December 3, 2021

Green Industry

Visionary investments could advance climate and equity in agriculture


This post originally appeared on NRDC’s Expert Blog.

Congress is preparing to consider a historic $135 billion investment in agriculture to fight climate change and deliver resources to farmers and families in need of support. The package would be the largest investment in conservation since the Dust Bowl, and it would support a variety of climate-friendly programs that empower a new cadre of farmers to regenerate the land and prepare our agricultural system to weather the impacts of climate change. It would also direct significant funding to historically underrepresented farmers and to children facing food insecurity.

Transforming agriculture from climate liability to climate solution

Fighting climate change requires a forward-looking and equitable approach to agriculture. Ten percent of U.S. greenhouse gas emissions come from agriculture, and these emissions have been growing. In particular, agriculture is the second largest domestic source of methane (one of the most potent greenhouse gases), and industrial animal agriculture is responsible for an outsized portion of that footprint. But agriculture also offers unique opportunities to advance climate solutions. Cultivating healthy soil with regenerative and organic practices — including cover cropping, crop rotation, composting, polycultures and farming without synthetic pesticides and fertilizers — can draw down carbon from the atmosphere while also increasing the capacity of farms to survive droughts, floods and other extreme weather.

Proposed investments recognize the need for transformation

The good news is that leaders in Congress, including agriculture committee chairs Sen. Debbie Stabenow (D-Michigan) and Rep. David Scott (D-Georgia), recognize agriculture’s potential climate benefits and are willing to partner with the Biden administration in the Build Back Better agenda. The proposed $135 billion food and agriculture package includes $28 billion of climate-focused investments in longstanding, high-demand conservation programs that will help farmers and ranchers both prepare for and slow climate change — while also protecting human and environmental health — by expanding use of regenerative and organic practices on agricultural lands. Highlights include:

  • Over $20 billion total for the Conservation Security Program (CSP), Regional Conservation Partnerships Program (RCPP), and Environmental Quality Incentives Program (EQIP), to help farms adopt climate-friendly farming practices.
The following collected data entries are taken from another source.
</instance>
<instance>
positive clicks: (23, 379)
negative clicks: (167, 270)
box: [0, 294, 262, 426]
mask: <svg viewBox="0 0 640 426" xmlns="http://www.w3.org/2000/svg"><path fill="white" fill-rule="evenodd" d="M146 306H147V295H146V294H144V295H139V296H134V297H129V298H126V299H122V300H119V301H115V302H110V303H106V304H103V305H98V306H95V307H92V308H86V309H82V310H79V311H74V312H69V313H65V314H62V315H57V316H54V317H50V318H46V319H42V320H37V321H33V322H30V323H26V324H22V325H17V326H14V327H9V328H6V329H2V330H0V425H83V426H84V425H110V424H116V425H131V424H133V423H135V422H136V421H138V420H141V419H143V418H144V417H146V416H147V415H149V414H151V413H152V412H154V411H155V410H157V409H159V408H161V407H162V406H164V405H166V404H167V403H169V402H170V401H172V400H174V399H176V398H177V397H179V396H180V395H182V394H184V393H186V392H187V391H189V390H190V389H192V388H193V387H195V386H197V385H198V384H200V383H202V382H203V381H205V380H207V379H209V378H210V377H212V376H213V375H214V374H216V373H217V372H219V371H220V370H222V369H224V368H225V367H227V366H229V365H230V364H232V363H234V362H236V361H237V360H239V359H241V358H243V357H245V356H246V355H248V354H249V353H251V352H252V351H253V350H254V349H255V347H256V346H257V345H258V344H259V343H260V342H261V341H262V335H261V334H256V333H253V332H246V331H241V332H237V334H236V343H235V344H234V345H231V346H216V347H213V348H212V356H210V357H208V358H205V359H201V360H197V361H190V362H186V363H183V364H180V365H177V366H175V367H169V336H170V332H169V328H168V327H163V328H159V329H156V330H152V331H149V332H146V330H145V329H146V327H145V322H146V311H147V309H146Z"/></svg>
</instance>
Importantly, the package waives the existing requirement that half of EQIP funds go to livestock operations — a sign that the agriculture committees are willing to carefully scrutinize industrial animal agriculture’s role in climate change.
  • $5 billion for a cover crop and soil conservation assistance program that will promote regenerative practices and improve farms’ resilience to extreme weather, build soil organic matter, reduce erosion and keep the land productive.
  • $600 million to assess the climate benefits of healthy soil, including quantifying and validating field practices for soil and carbon management.
  • $1.5 billion for the Agricultural Conservation Easement Program to protect agricultural land as well as natural resources.
  • $250 million for conservation technical assistance and regional climate hubs to help farmers implement best practices.

In addition to conservation funding, the full proposed food and agriculture package supports important shifts toward healthy, sustainable and equitable food systems. It would direct $7.75 billion to climate-focused agricultural research and infrastructure, including the Sustainable Agriculture Research and Education (SARE) program and the Organic Research and Education Initiative, two key sources of innovation and information for organic and regenerative producers. The package would also provide significant resources for farmers who haven’t received a fair share of federal support, including financial support, technical assistance, land loss assistance and research, as well as funding for commissions to address racial equity at the U.S. Department of Agriculture. Finally, the package would dedicate nearly $35 billion to child nutrition to ensure that more children have access to healthy meals.

The food and agriculture reconciliation package represents a bridge for climate-friendly agriculture that will prepare our food system for the difficult challenges ahead and improve support for farmers and communities who have been harmed by U.S. food and farm policy for centuries. Now is the time for bold investments to propel the Build Back Better agenda.